At this time of year especially most of us are not very comfortable with being breathed on. You never know what sort of ugly little viruses are floating around in someone’s breath. But I learned recently that native Hawaiians have a very old and cherished tradition called honi of greeting another person by touching nose-to-nose and inhaling or essentially sharing each other’s breath. When White people first came to the Islands they were revulsed by this practice of breathing into each other’s faces and mouths. But to people all throughout the Polynesian Islands the practice meant sharing that most valued part of oneself, the life Spirit from within. So, the Hawaiian term haole, which is used to refer to foreigners, is thought by many to derive from hā-ole which translates “no breath.” The same folk etymology, by the way, explains the word aloha as deriving from alo-hā. Which means to face or share breath. It is that Polynesian root, hā, that can mean breath, or spirit, or essence of life.
I think it’s no coincidence that peoples all over the world tend to link these concepts. When Jesus breathed on his disciples, what he shared with them was pneuma, a Greek word that also can mean either breath or spirit – not to mention wind. So this “Holy Spirit” that was conveyed to the disciples in this passage from John is also a holy breath, or a holy wind. All of which puts one in mind of the story of Pentecost, when a great wind filled the place where a bunch of people were gathered and they were all filled with the Holy Spirit.

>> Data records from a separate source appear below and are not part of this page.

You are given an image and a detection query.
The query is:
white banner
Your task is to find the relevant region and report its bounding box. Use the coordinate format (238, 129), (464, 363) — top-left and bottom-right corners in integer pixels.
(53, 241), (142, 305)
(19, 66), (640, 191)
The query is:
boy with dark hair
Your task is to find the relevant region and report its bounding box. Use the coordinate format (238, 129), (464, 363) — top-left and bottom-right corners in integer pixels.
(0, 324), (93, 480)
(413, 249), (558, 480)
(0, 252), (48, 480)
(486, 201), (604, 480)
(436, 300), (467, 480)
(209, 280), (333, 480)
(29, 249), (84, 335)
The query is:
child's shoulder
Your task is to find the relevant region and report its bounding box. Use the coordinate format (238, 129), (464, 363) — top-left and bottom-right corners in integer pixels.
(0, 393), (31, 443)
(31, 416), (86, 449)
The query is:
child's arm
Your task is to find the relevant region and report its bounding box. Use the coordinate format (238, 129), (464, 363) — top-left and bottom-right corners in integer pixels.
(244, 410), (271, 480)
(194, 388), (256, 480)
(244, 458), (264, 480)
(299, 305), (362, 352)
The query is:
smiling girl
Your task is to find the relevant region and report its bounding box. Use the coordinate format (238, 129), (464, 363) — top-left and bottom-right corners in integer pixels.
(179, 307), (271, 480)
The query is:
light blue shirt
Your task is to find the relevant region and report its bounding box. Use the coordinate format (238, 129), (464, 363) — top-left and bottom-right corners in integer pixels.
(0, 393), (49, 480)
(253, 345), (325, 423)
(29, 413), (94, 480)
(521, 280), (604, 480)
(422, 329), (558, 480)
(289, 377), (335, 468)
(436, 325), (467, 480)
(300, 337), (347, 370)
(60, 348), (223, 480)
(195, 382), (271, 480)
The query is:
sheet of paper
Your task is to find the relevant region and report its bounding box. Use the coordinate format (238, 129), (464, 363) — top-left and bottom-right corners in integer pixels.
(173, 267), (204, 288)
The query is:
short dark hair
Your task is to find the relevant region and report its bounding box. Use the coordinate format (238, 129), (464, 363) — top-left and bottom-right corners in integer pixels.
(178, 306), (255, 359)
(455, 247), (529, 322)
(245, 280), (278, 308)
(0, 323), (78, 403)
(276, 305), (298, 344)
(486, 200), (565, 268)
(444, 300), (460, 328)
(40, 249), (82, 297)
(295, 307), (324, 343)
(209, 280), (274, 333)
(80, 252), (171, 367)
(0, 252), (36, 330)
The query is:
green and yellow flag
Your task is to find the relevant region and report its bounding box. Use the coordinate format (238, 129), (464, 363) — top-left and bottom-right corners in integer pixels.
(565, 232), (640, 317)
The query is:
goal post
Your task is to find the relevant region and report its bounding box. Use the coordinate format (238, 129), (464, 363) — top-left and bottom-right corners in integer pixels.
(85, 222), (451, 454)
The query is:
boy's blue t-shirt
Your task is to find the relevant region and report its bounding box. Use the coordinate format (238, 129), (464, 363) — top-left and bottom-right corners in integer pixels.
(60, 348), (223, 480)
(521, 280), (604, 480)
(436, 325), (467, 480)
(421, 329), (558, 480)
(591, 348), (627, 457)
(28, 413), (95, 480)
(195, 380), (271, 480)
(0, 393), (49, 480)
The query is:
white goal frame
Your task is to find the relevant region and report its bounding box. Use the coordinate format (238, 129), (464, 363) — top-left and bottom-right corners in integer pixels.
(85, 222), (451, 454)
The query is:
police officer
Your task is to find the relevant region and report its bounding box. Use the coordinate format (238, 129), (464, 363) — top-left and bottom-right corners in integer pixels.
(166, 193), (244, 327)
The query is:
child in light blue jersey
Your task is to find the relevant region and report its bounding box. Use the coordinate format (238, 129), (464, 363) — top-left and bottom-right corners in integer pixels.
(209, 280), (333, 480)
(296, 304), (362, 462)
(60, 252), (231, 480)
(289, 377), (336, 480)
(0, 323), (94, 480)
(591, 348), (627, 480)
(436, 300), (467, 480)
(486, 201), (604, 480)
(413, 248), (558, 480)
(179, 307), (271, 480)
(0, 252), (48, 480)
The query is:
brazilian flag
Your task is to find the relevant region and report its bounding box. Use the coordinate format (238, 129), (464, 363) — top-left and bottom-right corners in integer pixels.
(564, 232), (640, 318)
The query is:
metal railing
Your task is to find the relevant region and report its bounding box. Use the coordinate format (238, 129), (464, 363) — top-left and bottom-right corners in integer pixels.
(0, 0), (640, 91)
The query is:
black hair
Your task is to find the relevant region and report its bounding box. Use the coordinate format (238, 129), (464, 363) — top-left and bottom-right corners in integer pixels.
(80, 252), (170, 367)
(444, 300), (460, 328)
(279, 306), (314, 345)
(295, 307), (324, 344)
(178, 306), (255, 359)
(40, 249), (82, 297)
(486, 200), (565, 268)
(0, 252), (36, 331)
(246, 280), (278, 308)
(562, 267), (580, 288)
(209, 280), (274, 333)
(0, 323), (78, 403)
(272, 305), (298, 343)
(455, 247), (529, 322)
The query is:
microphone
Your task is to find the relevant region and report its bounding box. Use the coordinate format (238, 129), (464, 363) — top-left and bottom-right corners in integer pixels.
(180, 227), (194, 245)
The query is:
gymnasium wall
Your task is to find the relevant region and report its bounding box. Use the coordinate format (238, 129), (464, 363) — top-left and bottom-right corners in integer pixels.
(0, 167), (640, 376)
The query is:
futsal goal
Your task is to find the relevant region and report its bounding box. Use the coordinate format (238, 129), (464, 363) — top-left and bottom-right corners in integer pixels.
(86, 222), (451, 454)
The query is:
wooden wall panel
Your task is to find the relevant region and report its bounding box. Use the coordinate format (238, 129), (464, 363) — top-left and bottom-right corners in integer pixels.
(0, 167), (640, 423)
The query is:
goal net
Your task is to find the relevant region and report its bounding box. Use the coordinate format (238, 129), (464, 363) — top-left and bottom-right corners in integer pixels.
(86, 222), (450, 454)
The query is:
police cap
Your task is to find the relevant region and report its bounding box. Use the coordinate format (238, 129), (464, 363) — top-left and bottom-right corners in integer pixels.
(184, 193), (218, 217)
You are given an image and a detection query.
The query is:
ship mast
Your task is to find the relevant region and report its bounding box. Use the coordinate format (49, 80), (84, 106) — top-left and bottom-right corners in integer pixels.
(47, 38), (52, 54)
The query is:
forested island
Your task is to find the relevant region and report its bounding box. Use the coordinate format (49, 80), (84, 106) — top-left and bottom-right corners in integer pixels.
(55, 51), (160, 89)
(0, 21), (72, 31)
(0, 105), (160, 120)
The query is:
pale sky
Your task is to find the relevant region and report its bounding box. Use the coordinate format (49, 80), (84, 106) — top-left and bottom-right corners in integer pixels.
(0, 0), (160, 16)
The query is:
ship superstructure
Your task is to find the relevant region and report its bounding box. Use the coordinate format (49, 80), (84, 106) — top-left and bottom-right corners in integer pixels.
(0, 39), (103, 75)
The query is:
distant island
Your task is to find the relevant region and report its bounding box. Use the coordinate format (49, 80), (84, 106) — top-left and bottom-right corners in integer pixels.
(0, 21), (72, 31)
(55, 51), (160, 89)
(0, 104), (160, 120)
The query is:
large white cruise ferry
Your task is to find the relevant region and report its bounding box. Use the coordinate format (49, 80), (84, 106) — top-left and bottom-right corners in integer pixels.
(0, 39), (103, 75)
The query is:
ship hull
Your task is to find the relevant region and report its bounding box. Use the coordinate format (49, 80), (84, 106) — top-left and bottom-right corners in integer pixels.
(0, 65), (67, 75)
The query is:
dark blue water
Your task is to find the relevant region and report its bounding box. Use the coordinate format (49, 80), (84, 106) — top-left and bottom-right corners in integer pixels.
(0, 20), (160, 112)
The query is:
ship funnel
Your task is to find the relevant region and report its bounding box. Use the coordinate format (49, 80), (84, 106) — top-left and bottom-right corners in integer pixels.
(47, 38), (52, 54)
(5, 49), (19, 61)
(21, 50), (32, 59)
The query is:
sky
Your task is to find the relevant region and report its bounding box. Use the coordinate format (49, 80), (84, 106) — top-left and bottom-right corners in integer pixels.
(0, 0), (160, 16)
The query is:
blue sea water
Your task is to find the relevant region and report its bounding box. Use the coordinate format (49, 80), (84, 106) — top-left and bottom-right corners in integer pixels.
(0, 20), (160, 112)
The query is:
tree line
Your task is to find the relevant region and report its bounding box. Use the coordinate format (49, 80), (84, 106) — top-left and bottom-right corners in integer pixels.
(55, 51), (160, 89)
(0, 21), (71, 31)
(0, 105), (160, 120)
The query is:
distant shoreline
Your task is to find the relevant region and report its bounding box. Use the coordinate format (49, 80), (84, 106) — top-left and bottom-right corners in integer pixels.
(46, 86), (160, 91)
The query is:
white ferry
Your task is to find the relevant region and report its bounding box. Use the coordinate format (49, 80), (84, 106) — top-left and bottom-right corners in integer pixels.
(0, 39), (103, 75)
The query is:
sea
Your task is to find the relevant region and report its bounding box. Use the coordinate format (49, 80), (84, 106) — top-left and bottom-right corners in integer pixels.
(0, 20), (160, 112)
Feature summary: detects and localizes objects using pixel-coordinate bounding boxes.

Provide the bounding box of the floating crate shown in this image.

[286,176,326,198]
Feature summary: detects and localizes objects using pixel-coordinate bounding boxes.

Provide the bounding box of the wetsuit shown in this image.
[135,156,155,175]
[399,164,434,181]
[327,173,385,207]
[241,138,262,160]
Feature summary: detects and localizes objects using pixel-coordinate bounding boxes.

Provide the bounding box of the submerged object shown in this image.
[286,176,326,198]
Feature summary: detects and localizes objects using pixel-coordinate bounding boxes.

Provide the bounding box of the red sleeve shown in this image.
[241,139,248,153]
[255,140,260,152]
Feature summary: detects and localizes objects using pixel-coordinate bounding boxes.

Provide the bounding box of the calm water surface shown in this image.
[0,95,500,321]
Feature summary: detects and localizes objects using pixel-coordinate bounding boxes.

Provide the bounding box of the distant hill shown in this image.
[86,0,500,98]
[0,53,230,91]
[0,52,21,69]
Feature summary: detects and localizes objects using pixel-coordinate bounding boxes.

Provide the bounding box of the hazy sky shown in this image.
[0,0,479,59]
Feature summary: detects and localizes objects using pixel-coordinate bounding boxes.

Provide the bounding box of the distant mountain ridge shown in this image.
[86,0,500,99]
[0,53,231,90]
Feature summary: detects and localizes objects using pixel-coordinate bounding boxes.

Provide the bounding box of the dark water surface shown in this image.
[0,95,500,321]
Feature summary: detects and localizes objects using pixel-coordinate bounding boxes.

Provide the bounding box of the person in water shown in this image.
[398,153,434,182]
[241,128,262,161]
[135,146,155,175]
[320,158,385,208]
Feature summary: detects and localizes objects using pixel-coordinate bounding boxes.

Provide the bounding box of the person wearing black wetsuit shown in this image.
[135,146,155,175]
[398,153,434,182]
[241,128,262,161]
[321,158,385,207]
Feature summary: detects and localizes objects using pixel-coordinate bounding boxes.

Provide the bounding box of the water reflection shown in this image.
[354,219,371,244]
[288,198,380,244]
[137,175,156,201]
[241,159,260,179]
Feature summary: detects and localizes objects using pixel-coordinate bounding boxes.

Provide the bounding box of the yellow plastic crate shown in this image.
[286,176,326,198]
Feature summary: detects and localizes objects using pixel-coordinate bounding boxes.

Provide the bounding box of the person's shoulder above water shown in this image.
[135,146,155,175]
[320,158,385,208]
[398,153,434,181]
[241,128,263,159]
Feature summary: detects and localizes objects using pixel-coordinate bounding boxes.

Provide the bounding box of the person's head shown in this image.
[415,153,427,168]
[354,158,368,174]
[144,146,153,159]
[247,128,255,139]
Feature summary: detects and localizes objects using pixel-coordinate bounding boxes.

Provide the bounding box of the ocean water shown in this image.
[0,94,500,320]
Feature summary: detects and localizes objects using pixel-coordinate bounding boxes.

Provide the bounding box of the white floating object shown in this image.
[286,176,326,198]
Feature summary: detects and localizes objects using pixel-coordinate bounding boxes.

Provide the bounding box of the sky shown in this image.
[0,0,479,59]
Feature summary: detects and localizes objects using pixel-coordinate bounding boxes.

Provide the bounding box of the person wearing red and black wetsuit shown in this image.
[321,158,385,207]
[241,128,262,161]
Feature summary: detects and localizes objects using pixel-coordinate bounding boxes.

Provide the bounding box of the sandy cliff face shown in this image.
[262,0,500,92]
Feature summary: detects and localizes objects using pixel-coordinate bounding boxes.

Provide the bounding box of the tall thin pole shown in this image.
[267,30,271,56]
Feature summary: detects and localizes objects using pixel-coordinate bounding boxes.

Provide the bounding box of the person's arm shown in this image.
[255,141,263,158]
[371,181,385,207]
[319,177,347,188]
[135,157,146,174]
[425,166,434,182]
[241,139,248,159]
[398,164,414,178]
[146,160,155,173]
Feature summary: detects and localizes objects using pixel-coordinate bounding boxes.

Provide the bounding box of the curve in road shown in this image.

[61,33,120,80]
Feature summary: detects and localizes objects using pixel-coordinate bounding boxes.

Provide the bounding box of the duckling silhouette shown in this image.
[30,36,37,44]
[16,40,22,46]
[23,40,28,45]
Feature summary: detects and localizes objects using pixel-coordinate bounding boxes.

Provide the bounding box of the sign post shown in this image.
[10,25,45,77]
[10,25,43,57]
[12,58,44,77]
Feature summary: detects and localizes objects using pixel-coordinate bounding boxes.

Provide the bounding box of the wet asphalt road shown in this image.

The connection of spirit with wind and breath goes all the way back to Genesis. When the Lord Almighty created the world, the writer of this tale says, the Ruah Elohim, the Spirit of the Lord, hovered over the face of the waters. This ruah is also wind, breath, and spirit. And then in the second chapter we are told that the same Lord Almighty breathed into the man he created the breath of life, and he became a living being; in Hebrew, he became a nephesh chaya. So the Divine breath caused the man to become a nephesh – another remarkable ancient word. It can mean spirit, breath, throat, soul, life force, personality, state of mind.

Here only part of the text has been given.